The Florida Association of Public Insurance Adjusters’ (FAPIA) winter conference starts today. On its website is a link to a summary judgment motion filed in a lawsuit I noted in Second Public Adjuster Constitutional Solicitation Ban Challenge Filed. In the summary judgment was an amazing statistic that, if true, would certainly indicate that policyholders need professional help when dealing with their insurance claims:
A public adjuster’s involvement also frequently increases the dollar amount of a policyholder’s final settlement. By some accounts, the average settlement rises by as much as 20 to 50 percent. See, Peter C. Beller, In the Wake of Disaster, Help for Hire, New York Times (Feb. 2, 2006); and Brian D. Mockenhaupt, For Public Adjusters, Disaster Means Business, Providence (R.I.) Journal-Bulletin (Jan. 18, 1998). The Florida Legislature’ own program policy analysis office has found that, in claims related to the 2005 hurricanes filed by policyholders of the state-run Citizens Property Insurance Corporation, settlements averaged 747 percent higher …The same legislative report found a smaller but still significant increase – 574 percent — in settlements when public adjusters represented Citizens policyholders in non-catastrophe claims.
I was amazed at the statistics found and published by Citizens. I think it is far overstated and policyholders should not expect that type of percentage increase unless they have a smaller claim. While I may criticize Citizens’ claim handling, there is no way it is that bad and it underpays to that extent that often. If I were a public adjuster, I would advertise this statistic every time I talked with a prospective client.

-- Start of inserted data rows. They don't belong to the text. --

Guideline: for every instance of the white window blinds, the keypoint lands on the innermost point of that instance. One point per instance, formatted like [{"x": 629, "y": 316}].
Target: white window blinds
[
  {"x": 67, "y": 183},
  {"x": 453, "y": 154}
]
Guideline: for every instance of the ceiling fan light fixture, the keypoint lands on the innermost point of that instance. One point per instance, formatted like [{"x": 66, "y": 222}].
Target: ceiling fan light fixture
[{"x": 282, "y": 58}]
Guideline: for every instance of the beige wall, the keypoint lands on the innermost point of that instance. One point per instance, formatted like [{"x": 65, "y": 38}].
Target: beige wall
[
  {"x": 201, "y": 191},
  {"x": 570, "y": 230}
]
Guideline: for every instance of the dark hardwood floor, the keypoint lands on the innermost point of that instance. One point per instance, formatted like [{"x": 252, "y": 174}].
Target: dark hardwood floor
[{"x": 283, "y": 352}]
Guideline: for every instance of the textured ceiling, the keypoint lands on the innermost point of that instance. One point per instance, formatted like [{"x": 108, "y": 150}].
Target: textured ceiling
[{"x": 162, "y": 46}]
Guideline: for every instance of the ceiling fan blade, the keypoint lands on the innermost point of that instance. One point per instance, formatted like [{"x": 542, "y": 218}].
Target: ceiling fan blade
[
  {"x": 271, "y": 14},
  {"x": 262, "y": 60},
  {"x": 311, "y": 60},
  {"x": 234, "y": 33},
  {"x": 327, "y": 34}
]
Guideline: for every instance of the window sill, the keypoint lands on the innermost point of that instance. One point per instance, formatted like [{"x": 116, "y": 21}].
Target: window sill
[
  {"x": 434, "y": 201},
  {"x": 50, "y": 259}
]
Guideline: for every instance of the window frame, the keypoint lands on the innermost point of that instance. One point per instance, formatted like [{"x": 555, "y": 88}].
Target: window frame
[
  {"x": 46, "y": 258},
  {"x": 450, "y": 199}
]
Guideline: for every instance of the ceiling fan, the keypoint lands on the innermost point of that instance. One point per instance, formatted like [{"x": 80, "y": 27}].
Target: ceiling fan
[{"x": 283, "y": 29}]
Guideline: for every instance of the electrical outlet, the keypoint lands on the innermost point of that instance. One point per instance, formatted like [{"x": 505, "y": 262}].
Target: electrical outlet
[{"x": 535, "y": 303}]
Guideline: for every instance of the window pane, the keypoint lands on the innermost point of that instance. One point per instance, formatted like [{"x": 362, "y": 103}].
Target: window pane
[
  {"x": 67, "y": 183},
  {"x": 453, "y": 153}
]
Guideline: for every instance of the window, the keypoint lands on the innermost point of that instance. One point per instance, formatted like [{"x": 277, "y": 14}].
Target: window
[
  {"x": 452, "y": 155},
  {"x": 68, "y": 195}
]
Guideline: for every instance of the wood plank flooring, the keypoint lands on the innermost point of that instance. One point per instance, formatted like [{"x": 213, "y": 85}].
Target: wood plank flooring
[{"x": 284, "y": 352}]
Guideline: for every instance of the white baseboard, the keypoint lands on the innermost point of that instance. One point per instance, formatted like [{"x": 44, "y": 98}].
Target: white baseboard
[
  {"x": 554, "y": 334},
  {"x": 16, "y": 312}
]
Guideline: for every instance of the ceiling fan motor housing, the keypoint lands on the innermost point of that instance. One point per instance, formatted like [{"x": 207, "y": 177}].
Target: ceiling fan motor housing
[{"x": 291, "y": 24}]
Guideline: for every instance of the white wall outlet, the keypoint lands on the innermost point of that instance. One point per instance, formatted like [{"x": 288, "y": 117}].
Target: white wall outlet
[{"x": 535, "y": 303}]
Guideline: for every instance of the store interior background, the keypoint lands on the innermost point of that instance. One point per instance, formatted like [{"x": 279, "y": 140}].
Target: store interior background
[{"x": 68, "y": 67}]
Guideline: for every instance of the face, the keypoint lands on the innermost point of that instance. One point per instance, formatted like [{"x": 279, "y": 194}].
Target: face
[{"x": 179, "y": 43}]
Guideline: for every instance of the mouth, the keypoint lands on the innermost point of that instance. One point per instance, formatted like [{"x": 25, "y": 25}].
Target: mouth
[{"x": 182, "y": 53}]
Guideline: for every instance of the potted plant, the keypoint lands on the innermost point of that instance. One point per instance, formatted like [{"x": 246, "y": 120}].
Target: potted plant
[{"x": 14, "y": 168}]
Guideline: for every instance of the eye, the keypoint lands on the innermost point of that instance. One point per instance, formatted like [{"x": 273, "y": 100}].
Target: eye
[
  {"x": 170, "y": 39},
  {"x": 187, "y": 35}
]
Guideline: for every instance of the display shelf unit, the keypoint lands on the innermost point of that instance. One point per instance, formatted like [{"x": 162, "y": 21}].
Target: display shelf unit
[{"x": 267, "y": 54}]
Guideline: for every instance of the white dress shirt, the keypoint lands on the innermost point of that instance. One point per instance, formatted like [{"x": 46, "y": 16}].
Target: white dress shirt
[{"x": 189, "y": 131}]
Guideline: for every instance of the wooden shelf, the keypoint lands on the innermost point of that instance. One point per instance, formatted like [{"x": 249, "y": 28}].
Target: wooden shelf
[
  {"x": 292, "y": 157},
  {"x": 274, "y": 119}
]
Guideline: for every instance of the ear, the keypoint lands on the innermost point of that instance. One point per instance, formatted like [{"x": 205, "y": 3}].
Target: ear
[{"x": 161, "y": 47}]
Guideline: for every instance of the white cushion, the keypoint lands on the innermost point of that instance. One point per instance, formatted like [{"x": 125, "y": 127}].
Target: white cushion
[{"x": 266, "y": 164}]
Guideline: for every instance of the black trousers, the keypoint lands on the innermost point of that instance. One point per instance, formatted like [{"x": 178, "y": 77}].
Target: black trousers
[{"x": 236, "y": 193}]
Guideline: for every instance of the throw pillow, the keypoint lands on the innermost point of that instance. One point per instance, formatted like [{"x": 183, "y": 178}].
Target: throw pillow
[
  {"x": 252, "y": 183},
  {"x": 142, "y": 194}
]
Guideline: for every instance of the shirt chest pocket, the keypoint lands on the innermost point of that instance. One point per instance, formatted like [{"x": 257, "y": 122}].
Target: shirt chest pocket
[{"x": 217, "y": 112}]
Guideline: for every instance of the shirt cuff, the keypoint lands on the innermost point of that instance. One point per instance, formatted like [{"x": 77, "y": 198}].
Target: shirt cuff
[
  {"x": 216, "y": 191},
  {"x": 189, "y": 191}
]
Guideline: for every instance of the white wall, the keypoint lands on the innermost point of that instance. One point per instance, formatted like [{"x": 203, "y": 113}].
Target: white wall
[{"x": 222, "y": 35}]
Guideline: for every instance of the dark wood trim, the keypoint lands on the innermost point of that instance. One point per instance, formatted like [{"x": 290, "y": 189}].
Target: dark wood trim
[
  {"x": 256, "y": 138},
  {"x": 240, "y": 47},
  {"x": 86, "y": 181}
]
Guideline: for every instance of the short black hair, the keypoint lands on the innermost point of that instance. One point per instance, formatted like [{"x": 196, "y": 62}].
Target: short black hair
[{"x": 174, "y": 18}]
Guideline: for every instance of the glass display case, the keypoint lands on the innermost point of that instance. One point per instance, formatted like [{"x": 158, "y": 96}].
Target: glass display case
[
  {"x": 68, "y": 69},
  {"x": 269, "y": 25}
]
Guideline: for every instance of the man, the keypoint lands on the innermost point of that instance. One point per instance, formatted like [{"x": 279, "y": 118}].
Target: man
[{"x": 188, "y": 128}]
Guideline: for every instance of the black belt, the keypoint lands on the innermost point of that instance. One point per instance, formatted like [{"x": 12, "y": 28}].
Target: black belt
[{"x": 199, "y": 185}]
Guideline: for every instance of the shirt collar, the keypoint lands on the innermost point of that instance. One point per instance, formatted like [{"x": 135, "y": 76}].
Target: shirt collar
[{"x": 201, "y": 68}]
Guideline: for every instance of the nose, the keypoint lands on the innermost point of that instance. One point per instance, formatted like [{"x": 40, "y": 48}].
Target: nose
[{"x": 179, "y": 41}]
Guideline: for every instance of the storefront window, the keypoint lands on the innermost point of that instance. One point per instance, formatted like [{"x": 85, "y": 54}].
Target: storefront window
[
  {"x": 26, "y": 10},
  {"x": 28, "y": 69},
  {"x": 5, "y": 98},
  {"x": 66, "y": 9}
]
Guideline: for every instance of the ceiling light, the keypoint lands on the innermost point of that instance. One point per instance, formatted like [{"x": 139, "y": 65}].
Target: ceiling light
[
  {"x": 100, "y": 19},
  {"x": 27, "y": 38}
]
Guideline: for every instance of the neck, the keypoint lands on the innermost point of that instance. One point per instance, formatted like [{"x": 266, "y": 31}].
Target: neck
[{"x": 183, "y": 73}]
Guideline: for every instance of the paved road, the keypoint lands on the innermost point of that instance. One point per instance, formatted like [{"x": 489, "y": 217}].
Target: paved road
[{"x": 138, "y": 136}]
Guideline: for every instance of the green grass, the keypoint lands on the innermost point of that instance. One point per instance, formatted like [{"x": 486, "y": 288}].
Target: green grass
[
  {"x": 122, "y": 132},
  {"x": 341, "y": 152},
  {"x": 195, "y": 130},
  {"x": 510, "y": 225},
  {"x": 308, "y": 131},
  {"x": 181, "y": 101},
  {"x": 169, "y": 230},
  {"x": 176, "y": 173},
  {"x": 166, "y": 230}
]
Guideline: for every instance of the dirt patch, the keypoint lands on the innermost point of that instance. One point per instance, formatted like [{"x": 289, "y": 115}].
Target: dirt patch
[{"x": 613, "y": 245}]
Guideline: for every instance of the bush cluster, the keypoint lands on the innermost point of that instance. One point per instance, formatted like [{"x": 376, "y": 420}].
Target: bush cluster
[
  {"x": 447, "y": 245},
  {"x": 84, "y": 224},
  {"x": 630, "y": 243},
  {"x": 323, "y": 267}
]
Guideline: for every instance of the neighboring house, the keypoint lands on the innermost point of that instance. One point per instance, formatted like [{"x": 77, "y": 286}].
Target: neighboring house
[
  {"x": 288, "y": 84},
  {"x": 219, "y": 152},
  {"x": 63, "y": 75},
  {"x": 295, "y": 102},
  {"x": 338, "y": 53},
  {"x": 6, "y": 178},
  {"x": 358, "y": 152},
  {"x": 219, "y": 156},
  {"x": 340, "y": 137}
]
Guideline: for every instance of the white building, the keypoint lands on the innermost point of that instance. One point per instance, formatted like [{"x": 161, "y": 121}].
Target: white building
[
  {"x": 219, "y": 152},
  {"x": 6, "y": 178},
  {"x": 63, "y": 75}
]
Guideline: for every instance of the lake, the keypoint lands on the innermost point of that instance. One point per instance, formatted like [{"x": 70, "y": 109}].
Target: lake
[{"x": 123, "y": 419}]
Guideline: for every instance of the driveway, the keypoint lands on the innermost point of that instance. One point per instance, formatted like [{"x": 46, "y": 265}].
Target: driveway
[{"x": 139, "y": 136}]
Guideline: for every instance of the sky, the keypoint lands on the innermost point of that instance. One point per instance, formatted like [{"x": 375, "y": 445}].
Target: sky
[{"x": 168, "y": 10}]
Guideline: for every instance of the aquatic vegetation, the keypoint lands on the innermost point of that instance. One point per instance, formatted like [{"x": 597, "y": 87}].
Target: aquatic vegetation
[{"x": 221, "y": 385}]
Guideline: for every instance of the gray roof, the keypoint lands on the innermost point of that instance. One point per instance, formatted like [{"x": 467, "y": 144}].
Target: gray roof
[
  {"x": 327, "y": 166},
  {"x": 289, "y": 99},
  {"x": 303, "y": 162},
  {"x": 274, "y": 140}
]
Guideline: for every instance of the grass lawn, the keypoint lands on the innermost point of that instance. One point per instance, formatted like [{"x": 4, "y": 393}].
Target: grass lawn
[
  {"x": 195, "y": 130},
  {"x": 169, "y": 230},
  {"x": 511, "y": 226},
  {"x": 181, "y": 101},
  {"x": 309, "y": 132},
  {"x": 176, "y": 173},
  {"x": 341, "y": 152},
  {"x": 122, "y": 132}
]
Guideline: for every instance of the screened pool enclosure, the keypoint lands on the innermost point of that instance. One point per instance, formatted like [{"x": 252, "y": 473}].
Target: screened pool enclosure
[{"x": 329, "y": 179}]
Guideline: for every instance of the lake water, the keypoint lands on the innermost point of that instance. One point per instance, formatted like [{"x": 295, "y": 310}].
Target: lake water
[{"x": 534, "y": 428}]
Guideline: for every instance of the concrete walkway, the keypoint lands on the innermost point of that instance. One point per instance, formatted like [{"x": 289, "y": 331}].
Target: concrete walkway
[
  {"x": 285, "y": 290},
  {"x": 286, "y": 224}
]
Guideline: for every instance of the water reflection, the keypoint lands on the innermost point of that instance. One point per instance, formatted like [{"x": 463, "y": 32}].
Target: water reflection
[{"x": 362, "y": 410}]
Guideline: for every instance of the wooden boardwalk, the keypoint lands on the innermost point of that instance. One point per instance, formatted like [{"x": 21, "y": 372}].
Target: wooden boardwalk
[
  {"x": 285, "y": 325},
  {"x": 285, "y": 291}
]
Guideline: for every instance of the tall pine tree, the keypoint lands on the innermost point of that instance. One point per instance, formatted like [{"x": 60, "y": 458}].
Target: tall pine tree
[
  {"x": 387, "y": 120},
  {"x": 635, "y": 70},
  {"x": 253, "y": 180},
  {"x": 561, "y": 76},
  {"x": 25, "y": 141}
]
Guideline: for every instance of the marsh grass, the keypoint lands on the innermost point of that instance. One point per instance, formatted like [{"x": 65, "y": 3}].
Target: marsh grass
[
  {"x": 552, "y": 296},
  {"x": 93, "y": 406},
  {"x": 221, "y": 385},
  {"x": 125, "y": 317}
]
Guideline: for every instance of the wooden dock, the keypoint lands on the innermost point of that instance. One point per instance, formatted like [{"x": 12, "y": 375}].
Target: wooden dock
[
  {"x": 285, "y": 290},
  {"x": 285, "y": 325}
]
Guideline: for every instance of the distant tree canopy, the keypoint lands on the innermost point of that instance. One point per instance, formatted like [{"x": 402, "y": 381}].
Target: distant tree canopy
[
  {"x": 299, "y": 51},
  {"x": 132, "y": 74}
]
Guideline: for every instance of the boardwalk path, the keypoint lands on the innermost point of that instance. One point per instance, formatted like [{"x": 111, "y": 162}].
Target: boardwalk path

This lawsuit seems to be moving along quite a bit faster than a similar public adjuster lawsuit in Dade County which I noted in two earlier posts, Florida Public Adjusters File Lawsuit to Overturn 48 Hour Solicitation Ban and Fee Caps, and Public Adjuster Lawsuit Challenging State’s Cap on Fees and Solicitation Ban Survives Venue Change. I expect that the summary judgment will be heard within the next sixty days. Pre-trial hearings are set and the judge seems to be moving this matter along pretty quickly.